DoubleBufferedSharedMemoryManager is a Python class designed to manage double-buffered shared memory for concurrent read/write operations, particularly suited for handling video frames stored as NumPy ndarrays.

Features

  • Double-Buffered Memory: Allows one buffer to be read while the other is being written to, minimizing read-write conflicts.

  • Thread-Safe Access: Utilizes reader-writer locks to allow multiple readers and a single writer.

  • Dynamic Memory Management: Dynamically creates or connects to shared memory segments based on the provided base name.

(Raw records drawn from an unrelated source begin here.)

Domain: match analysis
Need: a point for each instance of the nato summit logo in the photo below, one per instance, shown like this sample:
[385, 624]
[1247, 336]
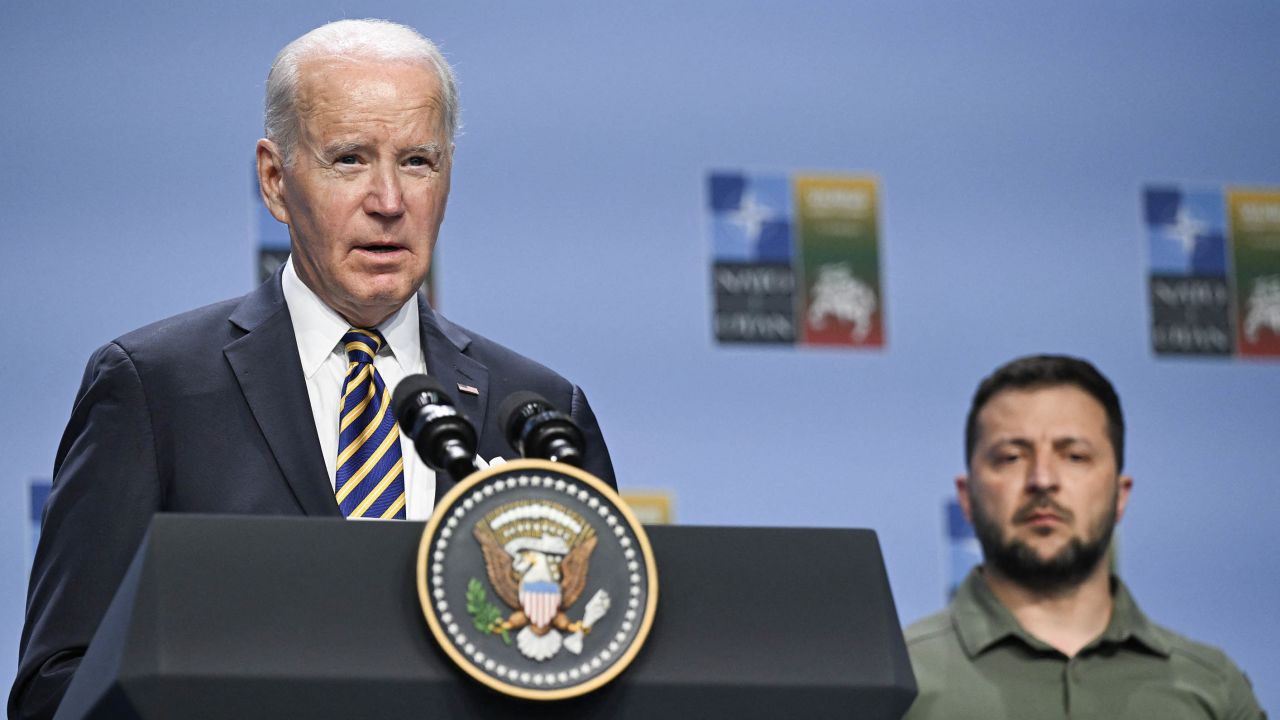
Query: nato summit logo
[1215, 270]
[796, 259]
[752, 272]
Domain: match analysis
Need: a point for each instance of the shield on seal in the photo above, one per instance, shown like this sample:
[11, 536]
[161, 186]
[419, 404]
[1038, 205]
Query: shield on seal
[539, 600]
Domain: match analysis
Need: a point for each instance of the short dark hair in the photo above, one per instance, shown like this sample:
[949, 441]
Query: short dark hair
[1048, 370]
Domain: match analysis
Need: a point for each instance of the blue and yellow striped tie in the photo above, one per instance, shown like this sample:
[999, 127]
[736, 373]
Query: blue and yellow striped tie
[370, 466]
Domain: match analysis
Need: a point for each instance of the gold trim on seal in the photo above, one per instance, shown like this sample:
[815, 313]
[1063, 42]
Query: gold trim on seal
[446, 642]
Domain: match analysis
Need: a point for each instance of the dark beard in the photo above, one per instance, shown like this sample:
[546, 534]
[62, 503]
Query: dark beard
[1019, 563]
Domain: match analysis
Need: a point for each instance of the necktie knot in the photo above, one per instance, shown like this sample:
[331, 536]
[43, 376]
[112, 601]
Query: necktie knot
[370, 470]
[361, 345]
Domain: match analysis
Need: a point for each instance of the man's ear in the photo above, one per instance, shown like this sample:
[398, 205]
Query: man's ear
[963, 496]
[270, 180]
[1124, 487]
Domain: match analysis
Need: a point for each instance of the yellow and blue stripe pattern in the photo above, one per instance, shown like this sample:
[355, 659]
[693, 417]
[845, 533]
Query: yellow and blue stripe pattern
[370, 479]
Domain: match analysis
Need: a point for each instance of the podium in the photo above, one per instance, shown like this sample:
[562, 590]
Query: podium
[245, 616]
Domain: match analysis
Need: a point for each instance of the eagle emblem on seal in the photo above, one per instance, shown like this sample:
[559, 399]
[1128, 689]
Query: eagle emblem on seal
[536, 556]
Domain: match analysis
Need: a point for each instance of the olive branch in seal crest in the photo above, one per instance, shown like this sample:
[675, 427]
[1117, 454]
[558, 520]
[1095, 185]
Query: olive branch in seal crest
[485, 615]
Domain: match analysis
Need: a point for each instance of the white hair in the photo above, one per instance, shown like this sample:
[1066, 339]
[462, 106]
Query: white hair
[356, 40]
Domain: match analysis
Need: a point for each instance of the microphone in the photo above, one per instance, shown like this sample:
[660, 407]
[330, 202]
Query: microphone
[535, 428]
[443, 437]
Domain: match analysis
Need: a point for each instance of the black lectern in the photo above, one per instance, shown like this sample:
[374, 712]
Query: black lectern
[275, 618]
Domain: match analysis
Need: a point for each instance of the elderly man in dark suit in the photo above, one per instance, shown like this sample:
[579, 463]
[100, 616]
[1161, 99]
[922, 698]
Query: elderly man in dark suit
[277, 402]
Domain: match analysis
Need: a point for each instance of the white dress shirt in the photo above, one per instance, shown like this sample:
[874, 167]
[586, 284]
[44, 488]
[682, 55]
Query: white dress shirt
[318, 331]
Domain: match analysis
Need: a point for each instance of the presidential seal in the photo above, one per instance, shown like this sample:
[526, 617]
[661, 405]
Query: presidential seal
[536, 579]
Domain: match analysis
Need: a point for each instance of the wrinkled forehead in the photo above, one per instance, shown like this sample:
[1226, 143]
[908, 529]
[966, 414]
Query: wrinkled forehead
[337, 82]
[1042, 413]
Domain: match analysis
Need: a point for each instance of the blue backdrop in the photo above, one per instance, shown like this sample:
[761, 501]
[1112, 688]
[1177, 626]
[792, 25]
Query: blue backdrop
[1011, 140]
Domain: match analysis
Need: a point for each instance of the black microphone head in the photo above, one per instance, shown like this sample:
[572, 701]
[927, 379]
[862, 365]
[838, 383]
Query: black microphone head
[535, 428]
[443, 437]
[516, 410]
[414, 392]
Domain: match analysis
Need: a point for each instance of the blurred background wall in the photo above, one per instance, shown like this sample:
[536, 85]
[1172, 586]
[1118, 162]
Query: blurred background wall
[1011, 142]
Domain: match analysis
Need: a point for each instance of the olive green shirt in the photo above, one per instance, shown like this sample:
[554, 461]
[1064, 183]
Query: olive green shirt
[974, 661]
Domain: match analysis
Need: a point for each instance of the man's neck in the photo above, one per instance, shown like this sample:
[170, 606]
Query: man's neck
[1066, 619]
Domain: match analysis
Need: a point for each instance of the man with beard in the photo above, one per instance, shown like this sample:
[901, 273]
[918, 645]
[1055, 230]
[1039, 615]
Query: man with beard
[1042, 628]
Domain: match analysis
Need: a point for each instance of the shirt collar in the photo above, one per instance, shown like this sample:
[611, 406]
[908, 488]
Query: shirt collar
[319, 328]
[983, 621]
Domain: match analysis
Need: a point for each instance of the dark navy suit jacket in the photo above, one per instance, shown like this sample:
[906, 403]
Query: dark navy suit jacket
[208, 411]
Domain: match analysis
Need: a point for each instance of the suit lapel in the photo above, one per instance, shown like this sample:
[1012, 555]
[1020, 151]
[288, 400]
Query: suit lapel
[265, 361]
[443, 345]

  • Customizable Data Handling: Supports specifying the shape and data type of the NumPy ndarray.

Requirements

  • Python 3.x

  • NumPy

  • multiprocessing

  • readerwriterlock

  • colorlog (for enhanced logging with color)

Installation

Ensure you have the required libraries:

pip install numpy readerwriterlock colorlog

Usage

Initialization

Import and initialize the manager:

from double_buffered_shared_memory import DoubleBufferedSharedMemoryManager
import numpy as np

# Initialize with default parameters
manager = DoubleBufferedSharedMemoryManager('image_buffer')

# Initialize with custom shape and dtype
manager = DoubleBufferedSharedMemoryManager('image_buffer', shape=(576, 720, 3), dtype=np.uint16)

Writing to Shared Memory

# Create a random HD image
img = np.random.randint(255, size=(1080, 1920, 3), dtype=np.uint8)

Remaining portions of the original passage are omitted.